I wonder if it's really that simple.
Having twelve more babies wouldn't take away what our sweet girl has been through.

In spite of the scars, Emily's and mine, we are blessed.
We are in love with each other, and we have a man in our lives who is in love with both of us.
And that's what will get us through whatever is to come.




8 comments:

Courtney said...

she is SUCH a precious girl and so so SO lucky to have you two as her parents :)

Time heals all things, but there are always reminders of what caused the scars. I think that's God's way of reminding us how far we've come. And you and Emily and your husband? You've come so far and still have so far to go!

Bridget said...

No offense to those well intended people, but I think it is completely crazy to think another child would "heal" everything. It's not as though you would love Emily any less. More children bring more love certainly, but they don't fix problems. That is absurd, in my opinion. In all honesty they only leave your heart bigger and even more open to more pain. But in a beautiful way of course.
You and Emily are both amazing, and both heros! We will continue to keep your cute, sweet baby girl in our prayers!

Carol said...

Emily is so very lucky to have you for her mommy. I think that every time I read one of your posts.

Kristin @ Simply Klassic Home said...

I cannot believe that someone would say that having another baby will heal your pain from Emily's struggles. That's ludicrous, and really kind of pisses me off. It completely discounts that God placed you in each other's lives for reasons beyond our own understanding. Having another child that's "normal?" What does that even mean?? That's like people asking me if I'll have my "own children." I want to smack them. Every person in this world has struggles, and things that make them different from the next person. Some are more difficult and more apparent than others.
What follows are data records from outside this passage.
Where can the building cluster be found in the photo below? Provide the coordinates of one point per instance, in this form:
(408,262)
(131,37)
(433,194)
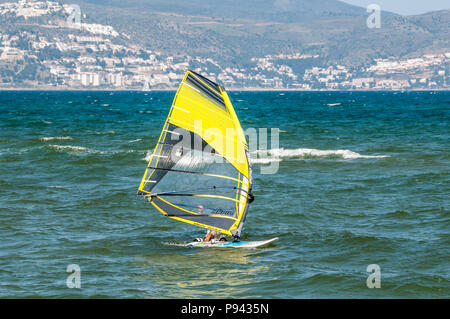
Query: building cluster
(97,56)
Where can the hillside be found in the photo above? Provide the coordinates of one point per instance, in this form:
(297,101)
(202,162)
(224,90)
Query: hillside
(280,43)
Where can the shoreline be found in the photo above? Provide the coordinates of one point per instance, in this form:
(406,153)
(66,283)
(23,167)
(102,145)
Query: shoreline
(228,90)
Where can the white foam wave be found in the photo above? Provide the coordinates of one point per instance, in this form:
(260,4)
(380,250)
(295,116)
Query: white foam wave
(59,138)
(276,155)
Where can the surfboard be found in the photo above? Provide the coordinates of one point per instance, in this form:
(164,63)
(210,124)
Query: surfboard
(231,244)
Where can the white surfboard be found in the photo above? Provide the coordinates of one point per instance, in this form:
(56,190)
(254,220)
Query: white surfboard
(231,244)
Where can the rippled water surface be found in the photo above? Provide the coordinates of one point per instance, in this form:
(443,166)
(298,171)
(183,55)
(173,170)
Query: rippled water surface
(363,179)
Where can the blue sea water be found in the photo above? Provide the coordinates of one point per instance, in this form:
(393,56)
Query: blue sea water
(363,179)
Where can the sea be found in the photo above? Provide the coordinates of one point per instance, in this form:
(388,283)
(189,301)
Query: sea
(359,200)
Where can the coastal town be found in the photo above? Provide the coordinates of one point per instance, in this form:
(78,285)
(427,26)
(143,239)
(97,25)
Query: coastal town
(79,55)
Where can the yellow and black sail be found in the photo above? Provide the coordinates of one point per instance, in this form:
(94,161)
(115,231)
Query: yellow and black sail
(199,172)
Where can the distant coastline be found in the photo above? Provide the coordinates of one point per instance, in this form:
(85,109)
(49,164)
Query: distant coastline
(256,89)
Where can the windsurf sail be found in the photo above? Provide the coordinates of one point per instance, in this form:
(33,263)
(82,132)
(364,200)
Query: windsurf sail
(199,172)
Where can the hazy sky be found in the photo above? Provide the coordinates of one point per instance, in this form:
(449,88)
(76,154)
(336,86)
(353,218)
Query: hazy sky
(405,7)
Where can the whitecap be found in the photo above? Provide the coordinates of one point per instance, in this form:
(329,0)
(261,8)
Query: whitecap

Sorry for ranting but that really, obviously, struck a chord. LOL

Thinking of you all the time, and can't wait to see you next month!!!

Lalis said...

Ummm... who said that having another baby would make the pain go away? As if that would make any of Em's reality any less real? I have several thoughts in my head about those people right now, but I'm not typing them because they're not nice at all.

Anyway, I think you've done pretty well all things considered! I think it's OK that you still cry when you think of what Emily has and will have to endure. Just don't let your pain hold you back. Whatever Emily's future might be, remember she has a future regardless. And so do you and Jason :) The important thing is that she exists, that she exists as your daughter, and that she will forever be so.

walden said...

I love that you cry and that big heart of yours. You are perfectly fit to be with little Elimy and I hope you keep that heart-on-your-sleeve-ness. It's so real and authentic and I believe that's how Emily learns bravery and sensitivity...from her amazing mom.

I love you, girl.

A

John Bradfield said...

No, Noelle.

Another baby will never make this one better. And I hate that word "normal."

Our Little Em is baby number 4. And all of her older sisters who don't have a syndrome, as amazing as each daughter is, cannot (and should never be expected to) take away the pain that we feel for our Little Em.

And that's OK.

All to often we act like pain and grief are bad things. But this pain we feel—this sadness is a reflection of something much better...our love for one precious angel.

And we know that as much as it hurts we'd do it again a thousand times if it means we get those moments we've had together to get to know our sweetheart.

It reminds me of someone else, who we'll celebrate in a few weeks, who loved us all enough to experience some major scars of His own.

Dazee Dreamer said...

she is so beautiful. just like her mom.